Unfortunately, access to a single port that allows for SPA has been limited to small numbers of academic centers.
Entering the instruments through a single port led to clashing. [8] We minimize or avoid that by inserting two trocars through separate inscions.
A literature review showed that no paper was published before for transumbilical laparoscopic cholecystectomy in the Middle East.
As with all new technology, patient selection is paramount during the initial period of one’s experience. [9]
The additional needle or a stitch to hold up organs is frequently used in natural orifice transluminal endoscopic surgery (NOTES) and was not considered an additional port. [10]
Traction of the gall bladder by 3 stitches gives more exposure to Calot’s triangle, more than in the previously reported transumbilical cholecystectomy technique.
Searching the literature for transumbilical laparoscopic cholecystectomy techniques showed that others use single incision with TriPort or single 2cm incision and insertion of three 5mm trocars or single incision with two trocars of 5mm with the help of traction produced by thin Kirschner wires.
The Alokhdood's technique discussed here is the first of its kind that has been used successfully at our institution and can add to the procedures already published in the literature with advantage of being cosmetically well accepted by all patients.
The quest for scarless surgery has driven endoscopists and surgeons alike to NOTES, but NOTES has its inherent problems. The procedure of single-port cholecystectomy provides the same benefit of scarless surgery as the incision is well hidden in the umbilical cicatrix, which in itself is an embryological natural orifice making us wonder whether this should be termed as E-NOTES or E-NOS.[8]
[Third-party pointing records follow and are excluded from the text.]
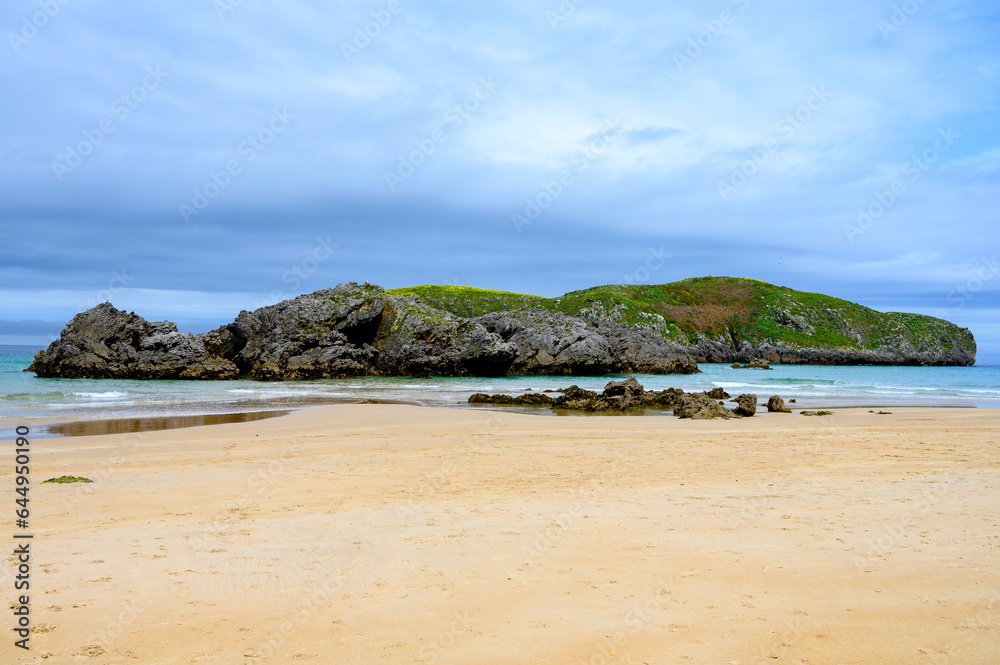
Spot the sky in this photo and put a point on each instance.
(187, 160)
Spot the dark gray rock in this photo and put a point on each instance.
(746, 405)
(758, 363)
(777, 405)
(718, 393)
(106, 343)
(699, 406)
(556, 344)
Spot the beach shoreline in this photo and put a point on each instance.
(399, 534)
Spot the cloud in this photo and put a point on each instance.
(558, 86)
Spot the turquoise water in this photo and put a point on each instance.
(25, 397)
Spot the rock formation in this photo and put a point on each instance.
(353, 330)
(777, 405)
(753, 364)
(626, 395)
(746, 405)
(363, 330)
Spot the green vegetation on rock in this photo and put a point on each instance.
(467, 301)
(733, 309)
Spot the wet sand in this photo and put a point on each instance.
(398, 534)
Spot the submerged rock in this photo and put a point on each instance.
(354, 330)
(106, 343)
(777, 405)
(700, 406)
(623, 396)
(753, 364)
(747, 405)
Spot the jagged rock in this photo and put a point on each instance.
(747, 405)
(759, 363)
(556, 344)
(620, 396)
(106, 343)
(700, 406)
(777, 405)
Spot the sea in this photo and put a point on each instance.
(26, 398)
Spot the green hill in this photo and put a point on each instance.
(720, 308)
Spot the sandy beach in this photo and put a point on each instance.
(398, 534)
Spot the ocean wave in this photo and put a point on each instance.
(111, 394)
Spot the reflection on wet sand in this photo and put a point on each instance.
(126, 425)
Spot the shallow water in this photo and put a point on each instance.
(27, 398)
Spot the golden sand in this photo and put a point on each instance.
(395, 534)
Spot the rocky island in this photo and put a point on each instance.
(364, 330)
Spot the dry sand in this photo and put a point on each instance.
(396, 534)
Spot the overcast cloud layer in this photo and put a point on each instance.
(191, 159)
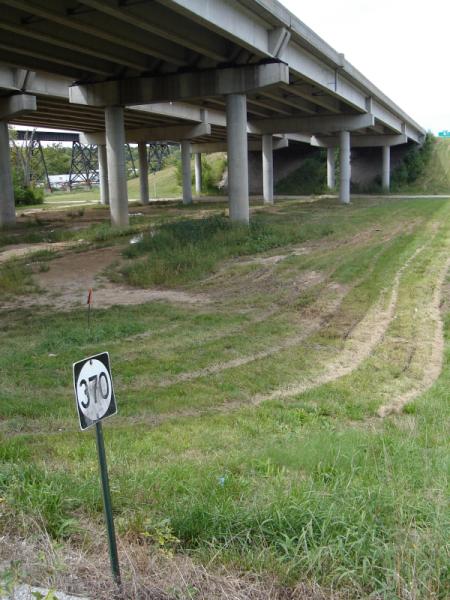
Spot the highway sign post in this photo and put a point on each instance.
(94, 395)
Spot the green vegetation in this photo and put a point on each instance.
(187, 250)
(310, 178)
(414, 165)
(26, 196)
(435, 176)
(237, 442)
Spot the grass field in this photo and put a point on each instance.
(288, 432)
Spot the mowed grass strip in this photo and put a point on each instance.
(312, 488)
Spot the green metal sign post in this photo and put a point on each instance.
(94, 395)
(113, 556)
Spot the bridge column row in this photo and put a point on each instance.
(7, 208)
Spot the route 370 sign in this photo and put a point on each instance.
(94, 392)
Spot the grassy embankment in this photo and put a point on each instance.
(234, 442)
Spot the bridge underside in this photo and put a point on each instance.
(245, 74)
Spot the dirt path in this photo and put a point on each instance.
(23, 250)
(65, 285)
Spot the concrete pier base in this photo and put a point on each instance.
(7, 207)
(186, 170)
(237, 148)
(331, 168)
(198, 173)
(117, 177)
(344, 190)
(143, 173)
(267, 166)
(103, 174)
(386, 168)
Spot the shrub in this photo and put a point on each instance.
(24, 196)
(413, 165)
(309, 178)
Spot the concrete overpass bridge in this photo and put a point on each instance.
(212, 74)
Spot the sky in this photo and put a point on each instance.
(401, 46)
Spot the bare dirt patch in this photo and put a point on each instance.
(19, 251)
(65, 285)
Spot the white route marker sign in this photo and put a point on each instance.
(94, 392)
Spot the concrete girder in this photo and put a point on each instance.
(278, 41)
(307, 54)
(194, 37)
(10, 42)
(253, 146)
(76, 41)
(103, 28)
(153, 134)
(318, 124)
(18, 104)
(182, 86)
(361, 141)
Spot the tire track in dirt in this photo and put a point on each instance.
(434, 365)
(311, 327)
(358, 347)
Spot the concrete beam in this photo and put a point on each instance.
(117, 178)
(186, 171)
(386, 168)
(7, 209)
(103, 174)
(12, 106)
(198, 172)
(317, 124)
(361, 141)
(331, 168)
(345, 167)
(143, 173)
(181, 86)
(253, 146)
(267, 168)
(153, 134)
(238, 193)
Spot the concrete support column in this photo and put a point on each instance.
(267, 156)
(117, 177)
(186, 170)
(386, 172)
(237, 148)
(7, 207)
(344, 191)
(103, 174)
(198, 173)
(143, 172)
(331, 168)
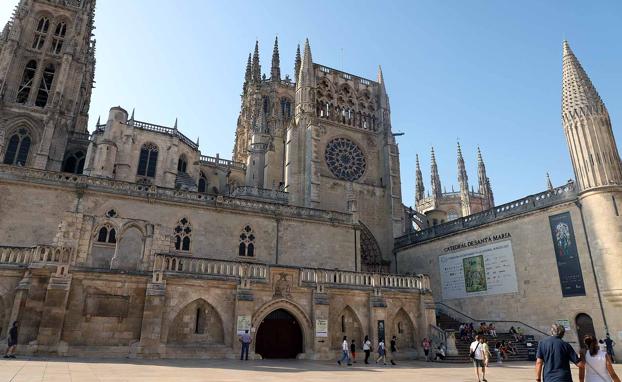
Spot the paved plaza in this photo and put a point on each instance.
(106, 370)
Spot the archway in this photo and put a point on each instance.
(279, 336)
(585, 327)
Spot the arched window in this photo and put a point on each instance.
(59, 38)
(247, 242)
(148, 160)
(24, 88)
(74, 162)
(41, 33)
(182, 163)
(45, 86)
(107, 234)
(183, 232)
(202, 186)
(17, 149)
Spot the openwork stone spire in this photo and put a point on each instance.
(255, 66)
(419, 188)
(437, 191)
(587, 126)
(275, 72)
(298, 62)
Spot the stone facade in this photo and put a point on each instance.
(130, 242)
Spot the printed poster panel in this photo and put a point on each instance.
(321, 328)
(481, 271)
(567, 256)
(244, 324)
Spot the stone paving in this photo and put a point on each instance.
(105, 370)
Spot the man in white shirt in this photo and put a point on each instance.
(476, 352)
(345, 351)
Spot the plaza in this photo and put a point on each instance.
(104, 370)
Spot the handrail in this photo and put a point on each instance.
(489, 320)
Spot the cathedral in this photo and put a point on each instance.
(127, 241)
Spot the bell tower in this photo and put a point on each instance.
(47, 64)
(597, 168)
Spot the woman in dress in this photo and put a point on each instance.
(597, 366)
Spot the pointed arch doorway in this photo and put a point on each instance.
(279, 336)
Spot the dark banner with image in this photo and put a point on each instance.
(567, 256)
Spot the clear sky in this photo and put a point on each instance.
(485, 72)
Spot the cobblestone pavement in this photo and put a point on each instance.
(106, 370)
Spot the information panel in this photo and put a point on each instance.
(481, 271)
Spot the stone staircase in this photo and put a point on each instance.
(447, 322)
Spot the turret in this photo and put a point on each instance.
(484, 182)
(437, 191)
(298, 63)
(255, 66)
(463, 181)
(593, 150)
(419, 188)
(275, 71)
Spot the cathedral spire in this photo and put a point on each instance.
(298, 62)
(587, 126)
(484, 182)
(255, 66)
(419, 188)
(436, 179)
(463, 181)
(275, 72)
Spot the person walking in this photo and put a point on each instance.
(598, 366)
(609, 343)
(353, 351)
(344, 352)
(382, 352)
(245, 339)
(476, 352)
(12, 341)
(366, 349)
(554, 356)
(426, 348)
(393, 349)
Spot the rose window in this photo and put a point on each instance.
(345, 159)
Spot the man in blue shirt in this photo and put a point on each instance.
(554, 357)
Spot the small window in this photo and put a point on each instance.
(45, 86)
(107, 234)
(148, 160)
(247, 242)
(183, 232)
(17, 148)
(182, 164)
(41, 33)
(202, 185)
(74, 163)
(59, 38)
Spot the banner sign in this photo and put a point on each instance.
(321, 328)
(568, 266)
(244, 324)
(481, 271)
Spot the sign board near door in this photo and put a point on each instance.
(244, 324)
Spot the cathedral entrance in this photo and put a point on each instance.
(585, 327)
(279, 336)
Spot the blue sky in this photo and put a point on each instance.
(485, 72)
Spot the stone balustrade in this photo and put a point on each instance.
(32, 175)
(527, 204)
(361, 279)
(41, 255)
(209, 267)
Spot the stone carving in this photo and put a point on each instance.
(282, 287)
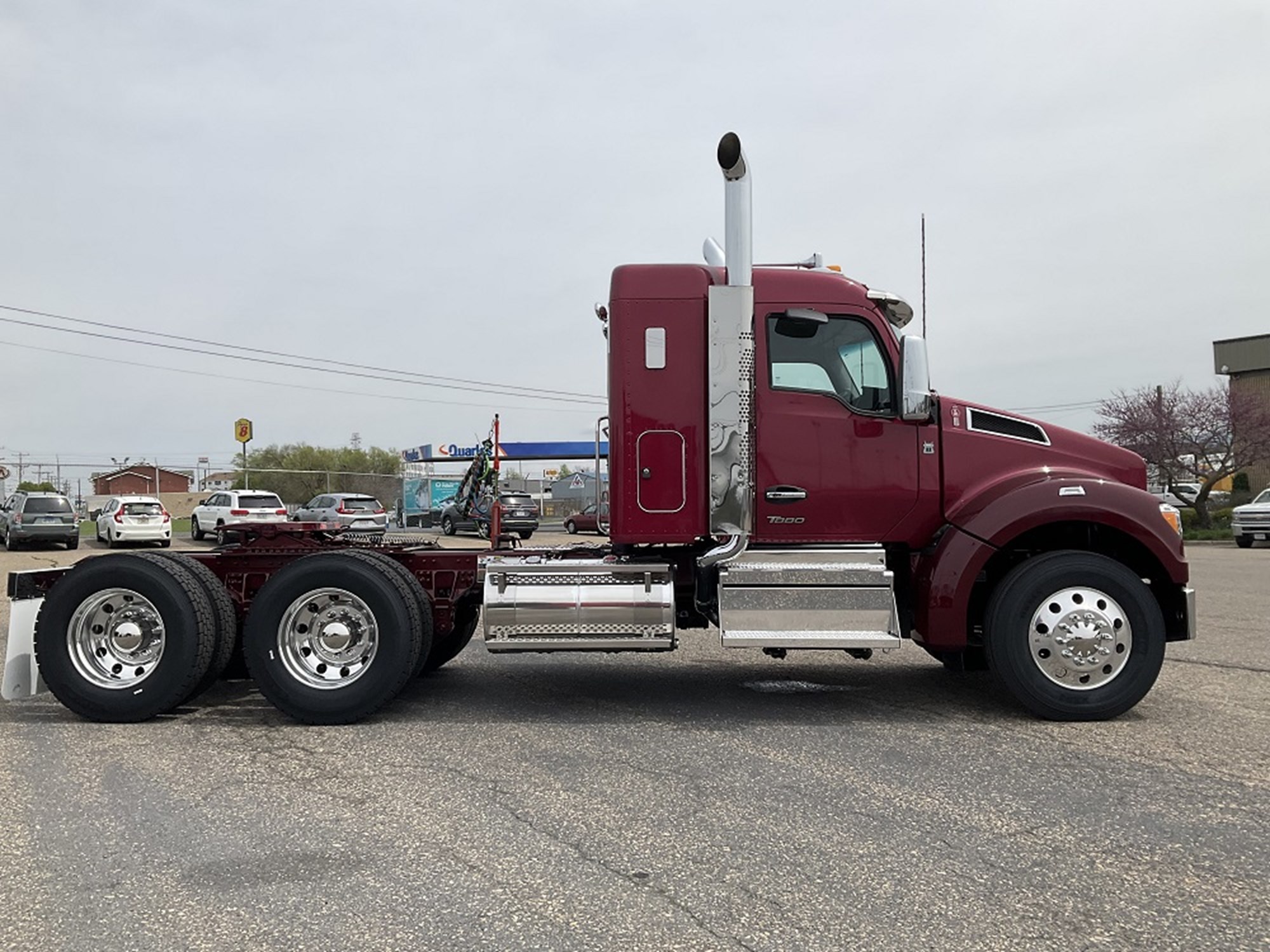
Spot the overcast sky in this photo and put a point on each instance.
(445, 188)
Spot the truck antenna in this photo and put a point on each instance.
(924, 275)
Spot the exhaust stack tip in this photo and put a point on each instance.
(732, 159)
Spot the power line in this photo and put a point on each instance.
(302, 367)
(295, 357)
(281, 384)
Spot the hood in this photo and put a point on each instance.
(994, 450)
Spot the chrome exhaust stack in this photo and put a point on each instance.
(732, 365)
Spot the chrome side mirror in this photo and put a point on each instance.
(915, 380)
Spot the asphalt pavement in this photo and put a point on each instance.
(697, 800)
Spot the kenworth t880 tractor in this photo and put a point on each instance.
(782, 474)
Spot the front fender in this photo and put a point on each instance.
(944, 578)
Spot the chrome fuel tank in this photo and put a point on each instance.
(537, 605)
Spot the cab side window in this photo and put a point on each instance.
(840, 357)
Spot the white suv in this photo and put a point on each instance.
(239, 507)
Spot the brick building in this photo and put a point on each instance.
(139, 479)
(1247, 361)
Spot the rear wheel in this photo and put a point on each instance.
(223, 607)
(1075, 637)
(333, 638)
(427, 644)
(124, 638)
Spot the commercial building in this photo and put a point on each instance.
(1247, 361)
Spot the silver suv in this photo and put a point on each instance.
(39, 517)
(356, 512)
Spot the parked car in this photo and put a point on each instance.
(134, 520)
(241, 507)
(1183, 494)
(39, 517)
(520, 516)
(346, 511)
(1252, 522)
(587, 521)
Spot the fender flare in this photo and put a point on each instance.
(944, 579)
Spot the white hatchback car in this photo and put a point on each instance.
(134, 520)
(224, 511)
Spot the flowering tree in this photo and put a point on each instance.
(1189, 436)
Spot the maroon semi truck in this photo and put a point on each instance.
(780, 472)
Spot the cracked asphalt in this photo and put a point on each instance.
(698, 800)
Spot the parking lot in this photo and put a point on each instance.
(697, 800)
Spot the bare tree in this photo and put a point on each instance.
(1189, 436)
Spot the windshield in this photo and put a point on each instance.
(143, 510)
(261, 502)
(48, 505)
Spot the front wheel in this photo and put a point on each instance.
(1075, 637)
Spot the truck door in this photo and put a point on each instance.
(835, 463)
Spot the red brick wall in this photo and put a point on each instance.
(140, 483)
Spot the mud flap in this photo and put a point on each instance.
(21, 672)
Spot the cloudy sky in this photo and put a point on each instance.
(444, 190)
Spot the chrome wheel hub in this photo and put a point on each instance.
(116, 639)
(328, 639)
(1080, 639)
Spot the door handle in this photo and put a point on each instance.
(784, 494)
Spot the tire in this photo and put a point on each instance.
(223, 609)
(427, 644)
(1120, 637)
(449, 649)
(87, 672)
(295, 668)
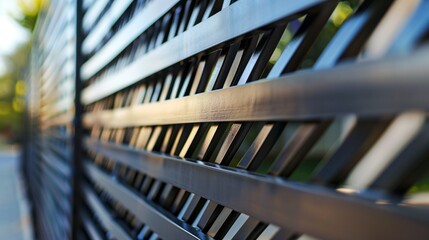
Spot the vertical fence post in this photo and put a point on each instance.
(78, 130)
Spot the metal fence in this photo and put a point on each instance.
(223, 119)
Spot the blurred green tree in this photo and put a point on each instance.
(12, 84)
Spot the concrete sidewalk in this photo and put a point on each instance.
(15, 220)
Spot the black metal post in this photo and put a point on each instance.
(77, 137)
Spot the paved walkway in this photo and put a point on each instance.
(15, 221)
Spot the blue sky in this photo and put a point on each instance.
(11, 33)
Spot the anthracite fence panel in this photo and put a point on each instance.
(223, 119)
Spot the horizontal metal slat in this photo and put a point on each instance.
(363, 89)
(159, 220)
(138, 24)
(105, 217)
(104, 25)
(319, 209)
(92, 14)
(198, 39)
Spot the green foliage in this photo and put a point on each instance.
(12, 86)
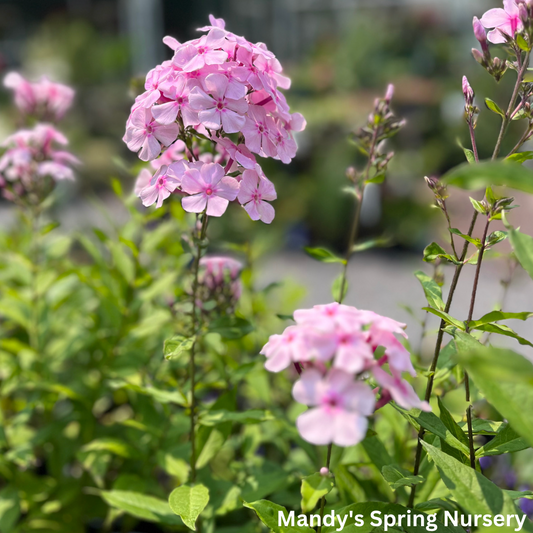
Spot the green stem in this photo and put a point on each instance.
(507, 118)
(195, 325)
(470, 315)
(436, 354)
(323, 500)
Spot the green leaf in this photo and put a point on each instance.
(495, 238)
(313, 488)
(496, 316)
(482, 175)
(475, 493)
(478, 206)
(252, 416)
(188, 502)
(505, 441)
(446, 317)
(492, 363)
(177, 346)
(471, 240)
(509, 393)
(397, 477)
(141, 506)
(9, 509)
(337, 286)
(231, 327)
(500, 329)
(111, 445)
(523, 248)
(493, 106)
(520, 157)
(522, 43)
(451, 424)
(268, 513)
(323, 255)
(381, 242)
(433, 251)
(433, 424)
(365, 509)
(432, 291)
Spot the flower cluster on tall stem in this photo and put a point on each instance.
(222, 90)
(513, 26)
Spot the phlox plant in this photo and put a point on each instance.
(149, 384)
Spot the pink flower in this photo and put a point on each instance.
(504, 21)
(258, 131)
(289, 347)
(339, 404)
(206, 51)
(143, 180)
(254, 193)
(353, 352)
(145, 134)
(218, 109)
(44, 98)
(330, 317)
(178, 93)
(211, 190)
(401, 391)
(164, 182)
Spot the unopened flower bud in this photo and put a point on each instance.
(478, 56)
(351, 173)
(468, 92)
(522, 13)
(389, 94)
(480, 34)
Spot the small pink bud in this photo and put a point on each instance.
(389, 94)
(480, 33)
(468, 92)
(478, 56)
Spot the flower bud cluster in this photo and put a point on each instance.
(34, 158)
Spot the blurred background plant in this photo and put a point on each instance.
(98, 408)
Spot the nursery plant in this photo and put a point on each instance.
(150, 383)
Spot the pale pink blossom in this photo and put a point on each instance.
(289, 347)
(205, 51)
(254, 194)
(44, 98)
(163, 183)
(401, 391)
(504, 21)
(147, 135)
(218, 110)
(339, 407)
(211, 190)
(178, 92)
(258, 131)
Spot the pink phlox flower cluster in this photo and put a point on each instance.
(506, 22)
(339, 348)
(225, 89)
(34, 152)
(44, 99)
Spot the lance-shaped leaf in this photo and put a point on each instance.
(473, 491)
(432, 291)
(313, 488)
(481, 175)
(188, 502)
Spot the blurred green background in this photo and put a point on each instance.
(340, 54)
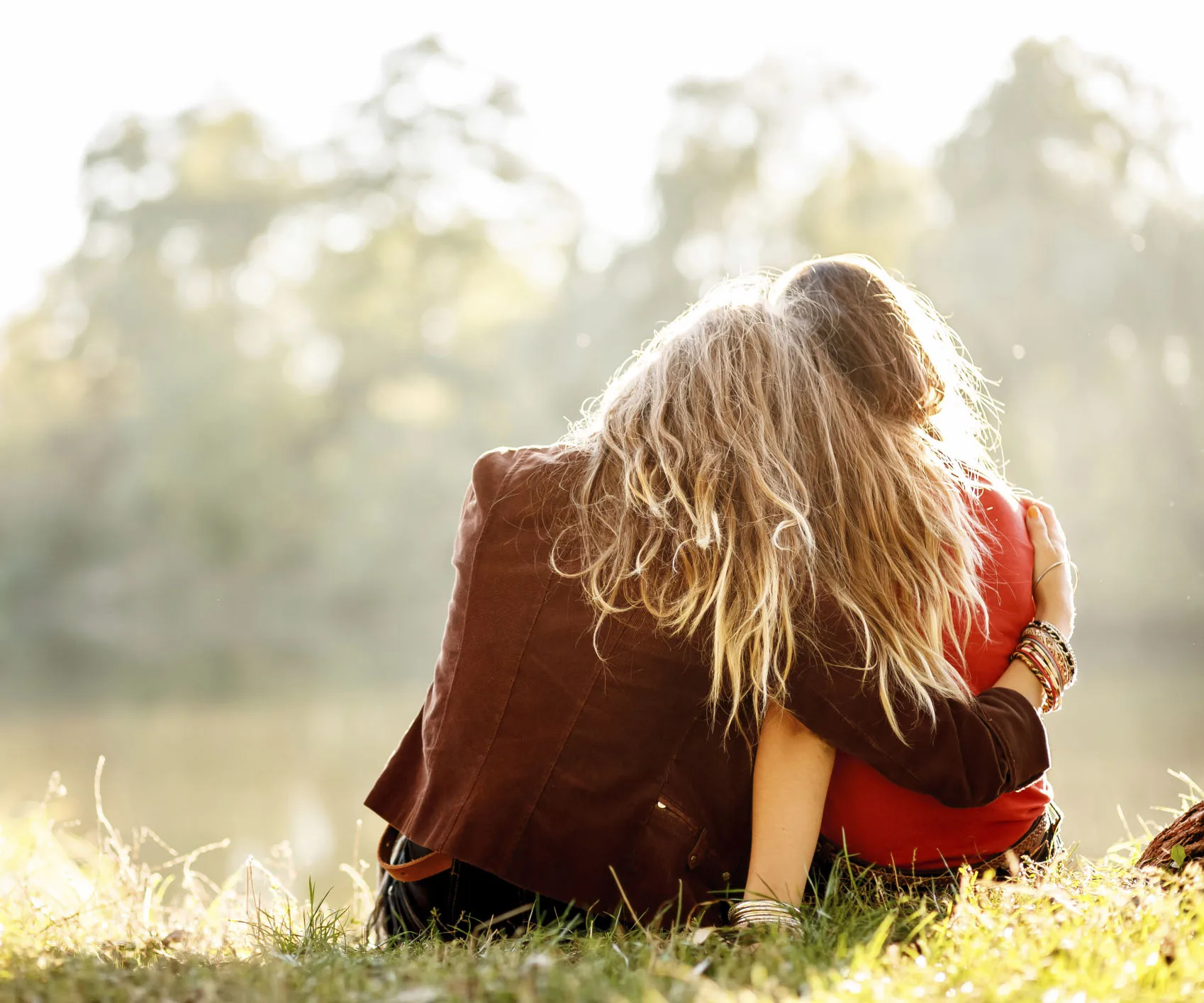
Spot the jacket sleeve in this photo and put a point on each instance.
(966, 754)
We believe transumbilical laparoscopic cholecystectomy will be driven by consumer demand, and therefore, laparoscopic surgeons will need to become proficient with LESS procedures.
Conclusion
In total, Transumbilical Laparoscopic Cholecystectomy with Alokhdood's technique is a safe and effective alternative to standard laparoscopic cholecystectomy. It can be undertaken without the expense of added operative time and provides patients with minimal, if any, apparent scarring.